I wasn’t totally sold on the first season of Archer. I was a devoted fan of creator Adam Reed’s previous TV show, the majestic Adult Swim dark comedy Frisky Dingo, a series so relentlessly quotable that my brother and I spent about a year communicating in a language composed entirely of quotes from Frisky Dingo. Archer, when it debuted, seemed like a lesser enterprise. TV history is filled with spy spoofs, and Archer‘s particular twist — imagining James Bondian thrills in the context of a workplace sitcom — seemed curiously old-fashioned, like Get Smart with more swears. But this second season has been a revelation. Much like Parks and Recreation, the show has become more of an ensemble comedy. Unlike the sweet romantics and devoted government workers of Parks and Recreation, Archer stars the absolute worst human beings on television.
The employees at spy organization ISIS are addicted to sex, drugs, breakfast cocktails, creating horrible hybrid creatures in the laboratory, and also afternoon cocktails.

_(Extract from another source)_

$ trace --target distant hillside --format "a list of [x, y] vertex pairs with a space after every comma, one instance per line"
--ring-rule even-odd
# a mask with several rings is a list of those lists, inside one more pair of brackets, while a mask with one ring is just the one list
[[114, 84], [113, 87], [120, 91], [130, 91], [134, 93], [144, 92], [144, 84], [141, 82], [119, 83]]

They are self-interested to a nearly sociopathic extent. One of them is a clone of Hitler. Even characters who used to seem vaguely noble have stood revealed as horrifically troubled people — like poor, suffering butler Woodhouse, recently revealed as a heroin addict. On last week’s episode, a cancer-stricken Archer smoked a copious amount of marijuana while vomiting through chemotherapy to continue his vengeful rampage of shooting the kneecaps off of every member of the Irish mob. By comparison, the squabbling family on Arrested Development looks like the loving family on Family Matters. Heck, they look like the freaking Care Bears.
And now, the good news: These horrible, horrible people just got renewed for another season! Join me in a moment of happiness, my fellow Archer fans, as we thank our lucky stars that we live in a world where gleefully, unrepentantly immoral characters can actually make it to a third season. After all, don’t we secretly love the worst characters the most of all?